Chelsea were top of Premier League for the festive period in 2016, with Antonio Conte’s formation switch proving a masterstroke.

Playing three at the back, liberating David Luiz in the process, Chelsea won 13 games in a row to streak ahead of their rivals, sitting six points ahead of Liverpool on Christmas Day.

And there’d be no slip-ups after New Year. Conte’s side held off a spirited challenge from Tottenham and finished the season as deserved champions.

2015-16: Leicester City

Seeing Leicester top of the table at Christmas 2015 was the footballing equivalent of spending the festive period in Australia; different, nice to experience a change, but normality would be restored at the first available opportunity, right?

Not so. As the normal challengers took a gap year, Leicester grabbed their chance with both hands and stretched their lead after Christmas.

With Arsenal and Tottenham taking turns to shoot themselves in the foot with a trusty revolver, Claudio Ranieri’s side kept their composure and eventually won the league by 10 points.

They were, by far, the most popular title winners of the Premier League era.

2014-15: Chelsea

A sense of inevitability about this one.

With Mourinho in his productive second season, Cesc Fabregas conducting the play and Diego Costa bastarding goals into the net, Chelsea never looked like relinquishing their three-point lead over Manchester City over Christmas 2014.

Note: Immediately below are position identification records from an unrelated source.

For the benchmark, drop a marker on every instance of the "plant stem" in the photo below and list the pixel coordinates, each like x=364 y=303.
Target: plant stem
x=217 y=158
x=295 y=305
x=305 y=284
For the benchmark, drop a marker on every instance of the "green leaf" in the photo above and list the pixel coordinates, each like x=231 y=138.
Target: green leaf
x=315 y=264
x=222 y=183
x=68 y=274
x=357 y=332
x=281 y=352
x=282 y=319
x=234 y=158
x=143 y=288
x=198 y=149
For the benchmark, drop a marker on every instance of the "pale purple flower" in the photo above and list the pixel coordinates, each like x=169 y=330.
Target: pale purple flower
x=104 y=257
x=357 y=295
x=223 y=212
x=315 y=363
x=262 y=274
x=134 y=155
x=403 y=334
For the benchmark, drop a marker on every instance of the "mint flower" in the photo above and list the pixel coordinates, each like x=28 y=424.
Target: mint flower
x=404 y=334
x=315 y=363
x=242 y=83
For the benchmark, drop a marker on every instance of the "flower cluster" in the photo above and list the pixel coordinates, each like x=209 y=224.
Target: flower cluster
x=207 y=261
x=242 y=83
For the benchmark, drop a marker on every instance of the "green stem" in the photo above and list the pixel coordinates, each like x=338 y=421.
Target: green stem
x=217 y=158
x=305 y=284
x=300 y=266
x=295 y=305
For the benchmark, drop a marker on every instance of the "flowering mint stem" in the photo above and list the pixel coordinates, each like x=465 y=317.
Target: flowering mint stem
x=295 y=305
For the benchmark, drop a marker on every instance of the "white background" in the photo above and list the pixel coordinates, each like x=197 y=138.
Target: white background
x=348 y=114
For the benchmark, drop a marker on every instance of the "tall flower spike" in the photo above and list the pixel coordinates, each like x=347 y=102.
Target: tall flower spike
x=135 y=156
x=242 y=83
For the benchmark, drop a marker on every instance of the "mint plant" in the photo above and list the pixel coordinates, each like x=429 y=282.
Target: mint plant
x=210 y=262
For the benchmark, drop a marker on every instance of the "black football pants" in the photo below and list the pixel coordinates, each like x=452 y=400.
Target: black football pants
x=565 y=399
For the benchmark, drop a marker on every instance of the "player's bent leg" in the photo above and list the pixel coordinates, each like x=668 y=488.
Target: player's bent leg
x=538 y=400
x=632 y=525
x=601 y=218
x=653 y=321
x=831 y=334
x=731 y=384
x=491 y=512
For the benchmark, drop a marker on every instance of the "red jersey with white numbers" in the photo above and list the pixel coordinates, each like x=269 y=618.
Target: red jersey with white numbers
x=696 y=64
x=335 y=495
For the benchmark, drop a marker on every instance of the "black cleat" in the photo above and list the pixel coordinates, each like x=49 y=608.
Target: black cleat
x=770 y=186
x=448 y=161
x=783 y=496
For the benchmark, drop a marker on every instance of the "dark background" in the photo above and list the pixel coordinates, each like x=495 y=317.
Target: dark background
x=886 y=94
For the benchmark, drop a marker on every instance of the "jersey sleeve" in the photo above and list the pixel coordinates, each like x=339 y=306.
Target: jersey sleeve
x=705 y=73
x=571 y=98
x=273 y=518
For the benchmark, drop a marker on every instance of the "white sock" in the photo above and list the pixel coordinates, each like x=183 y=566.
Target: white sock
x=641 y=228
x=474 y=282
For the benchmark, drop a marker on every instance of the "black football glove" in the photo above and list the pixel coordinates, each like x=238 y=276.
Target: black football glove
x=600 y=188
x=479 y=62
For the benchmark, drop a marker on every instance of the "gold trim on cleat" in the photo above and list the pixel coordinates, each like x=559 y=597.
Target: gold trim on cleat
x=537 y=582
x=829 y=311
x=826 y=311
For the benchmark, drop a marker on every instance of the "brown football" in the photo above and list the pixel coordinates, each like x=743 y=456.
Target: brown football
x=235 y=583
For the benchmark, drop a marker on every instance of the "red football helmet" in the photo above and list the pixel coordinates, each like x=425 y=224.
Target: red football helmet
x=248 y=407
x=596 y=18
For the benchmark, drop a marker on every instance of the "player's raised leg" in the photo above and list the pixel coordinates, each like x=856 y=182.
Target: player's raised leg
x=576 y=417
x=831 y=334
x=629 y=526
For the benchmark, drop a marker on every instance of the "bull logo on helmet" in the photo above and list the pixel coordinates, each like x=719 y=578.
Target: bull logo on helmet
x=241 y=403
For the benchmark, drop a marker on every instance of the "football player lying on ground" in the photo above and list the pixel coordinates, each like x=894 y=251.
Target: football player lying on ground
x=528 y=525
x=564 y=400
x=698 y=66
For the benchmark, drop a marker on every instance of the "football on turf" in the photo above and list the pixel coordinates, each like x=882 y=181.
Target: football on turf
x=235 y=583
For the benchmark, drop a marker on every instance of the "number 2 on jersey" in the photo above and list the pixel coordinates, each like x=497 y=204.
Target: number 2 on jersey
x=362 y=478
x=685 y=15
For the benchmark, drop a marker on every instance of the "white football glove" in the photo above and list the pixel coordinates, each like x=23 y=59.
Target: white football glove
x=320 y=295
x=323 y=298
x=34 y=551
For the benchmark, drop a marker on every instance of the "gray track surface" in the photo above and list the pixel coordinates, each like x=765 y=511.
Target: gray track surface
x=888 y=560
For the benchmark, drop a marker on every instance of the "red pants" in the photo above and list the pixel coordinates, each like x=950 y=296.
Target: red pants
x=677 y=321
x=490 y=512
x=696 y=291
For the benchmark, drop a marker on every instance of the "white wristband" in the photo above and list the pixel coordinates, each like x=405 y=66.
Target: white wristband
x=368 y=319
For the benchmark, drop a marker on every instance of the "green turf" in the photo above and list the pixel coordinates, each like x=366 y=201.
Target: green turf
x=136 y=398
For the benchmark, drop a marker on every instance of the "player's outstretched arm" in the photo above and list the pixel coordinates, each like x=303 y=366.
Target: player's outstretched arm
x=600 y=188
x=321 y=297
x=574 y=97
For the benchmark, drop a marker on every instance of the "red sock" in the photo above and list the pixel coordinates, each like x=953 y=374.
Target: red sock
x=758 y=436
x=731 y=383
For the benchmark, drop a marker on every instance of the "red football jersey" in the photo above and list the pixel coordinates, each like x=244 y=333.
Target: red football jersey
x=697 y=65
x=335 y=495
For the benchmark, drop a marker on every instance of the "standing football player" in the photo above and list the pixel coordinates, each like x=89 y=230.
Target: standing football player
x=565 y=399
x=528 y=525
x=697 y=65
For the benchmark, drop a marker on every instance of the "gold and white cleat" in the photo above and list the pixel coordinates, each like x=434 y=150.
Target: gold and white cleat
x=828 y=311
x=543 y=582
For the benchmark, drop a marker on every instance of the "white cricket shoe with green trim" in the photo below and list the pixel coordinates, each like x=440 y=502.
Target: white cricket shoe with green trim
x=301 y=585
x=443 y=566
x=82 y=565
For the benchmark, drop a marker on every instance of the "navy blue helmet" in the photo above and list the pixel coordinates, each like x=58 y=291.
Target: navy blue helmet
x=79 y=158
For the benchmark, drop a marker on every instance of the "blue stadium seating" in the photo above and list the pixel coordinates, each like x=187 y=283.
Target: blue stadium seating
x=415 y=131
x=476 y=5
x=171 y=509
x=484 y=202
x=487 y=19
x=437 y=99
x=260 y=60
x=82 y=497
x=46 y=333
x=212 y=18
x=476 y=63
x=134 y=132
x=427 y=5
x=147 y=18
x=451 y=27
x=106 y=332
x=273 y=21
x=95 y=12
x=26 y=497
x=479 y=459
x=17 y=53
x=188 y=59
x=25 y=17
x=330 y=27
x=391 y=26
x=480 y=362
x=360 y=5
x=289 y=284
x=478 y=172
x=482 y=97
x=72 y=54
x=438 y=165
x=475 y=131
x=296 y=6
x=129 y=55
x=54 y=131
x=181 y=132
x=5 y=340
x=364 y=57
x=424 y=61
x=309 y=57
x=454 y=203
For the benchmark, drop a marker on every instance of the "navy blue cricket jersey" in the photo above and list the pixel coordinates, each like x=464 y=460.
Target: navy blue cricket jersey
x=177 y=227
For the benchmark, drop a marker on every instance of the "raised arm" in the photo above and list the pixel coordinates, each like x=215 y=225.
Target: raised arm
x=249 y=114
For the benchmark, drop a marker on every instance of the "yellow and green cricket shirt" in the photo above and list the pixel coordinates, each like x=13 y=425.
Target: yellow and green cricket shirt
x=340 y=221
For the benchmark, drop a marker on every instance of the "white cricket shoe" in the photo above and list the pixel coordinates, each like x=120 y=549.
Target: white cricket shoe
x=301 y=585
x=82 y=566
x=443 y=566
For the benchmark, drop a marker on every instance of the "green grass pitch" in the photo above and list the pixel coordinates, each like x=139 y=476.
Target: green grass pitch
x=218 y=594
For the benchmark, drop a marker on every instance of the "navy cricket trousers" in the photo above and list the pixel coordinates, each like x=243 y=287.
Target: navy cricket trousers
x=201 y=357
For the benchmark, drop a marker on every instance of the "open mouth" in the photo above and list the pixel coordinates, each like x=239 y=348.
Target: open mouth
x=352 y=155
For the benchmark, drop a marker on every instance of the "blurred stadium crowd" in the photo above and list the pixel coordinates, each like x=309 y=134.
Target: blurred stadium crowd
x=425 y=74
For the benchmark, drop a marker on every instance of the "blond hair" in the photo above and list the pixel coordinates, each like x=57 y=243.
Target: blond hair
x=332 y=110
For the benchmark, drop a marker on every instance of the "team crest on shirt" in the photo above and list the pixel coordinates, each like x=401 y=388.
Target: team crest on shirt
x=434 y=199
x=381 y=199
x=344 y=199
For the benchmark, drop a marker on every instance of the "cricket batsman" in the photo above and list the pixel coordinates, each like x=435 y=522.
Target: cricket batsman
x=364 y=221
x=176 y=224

Yes, their New Year’s resolution was to give up playing stylish football, but nobody got close to Chelsea over the 2014-15 season and their eventual eight-point winning margin was barely a reflection of their dominance.

2013-14: Liverpool

Oh, Brendan.

Despite a dodgy-looking defence, Liverpool topped the table in 2013 and, in Luis Suarez, possessed the best player in the league. But nobody truly expected them to last the course.

Ten straight victories later, Rodgers’ side stood on the verge of their first league crown since 1990 and Anfield ached in desperate expectation.

We all know what happened next…

2012-13: Manchester United

Nobody knew it’d be Sir Alex Ferguson’s last season as Manchester United manager, but he was well on the way to winning his 13th title as Christmas 2012 loomed into view.

Victories over Manchester City, Chelsea and Arsenal left United four points clear at the top and they’d spend the second half of the season extending that lead courtesy of Robin van Persie’s goals.

It was Van Persie’s hat-trick against Aston Villa in April that left United with an unassailable lead and Ferguson felt able to take his leave with the club sitting loftily on their perch.